COORDINATE-INDEPENDENT DEFINITION OF TIME AND VACUUM IN CURVED SPACE–TIME

Abstract

We propose a definition of time and of the vacuum such that they are intrinsic to a given globally hyperbolic 1 + (n − 1)-dimensional space–time geometry and independent of the choice of coordinates. To arrive at this definition we use the new physical principle that a 1 + 1-dimensional Poincaré algebra, including Killing conditions on the generators, should be valid on the hypersurface of instantaneity. Given a timelike vector at a point (an observer's velocity) we define "an instant of time" to be the spacelike surface of geodesics which pass through that point and are orthogonal to that timelike vector. Gaussian coordinates erected on this surface yield 1 + 1-dimensional subspaces with Poincaré symmetry valid on that surface. The generator associated with time translation now uniquely picks out the direction of time on that surface. This fact permits unambiguous quantization on the surface of a field evolving in this background metric.

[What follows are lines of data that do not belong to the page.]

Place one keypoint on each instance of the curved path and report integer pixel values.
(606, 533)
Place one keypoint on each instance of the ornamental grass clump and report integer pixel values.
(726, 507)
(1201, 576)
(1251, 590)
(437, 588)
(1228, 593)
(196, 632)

For flat space–time the corresponding vacuum is always the Minkowski vacuum. We also consider in detail the case of static and Robertson–Walker metrics in 1 + 1 dimensions and find our vacuum to be different from those given before. The vacuum for the de Sitter metric in 1 + 1 dimensions is compared with the results in the literature and found to be different. Our definition of particles, and hence particle production, is consequently different also.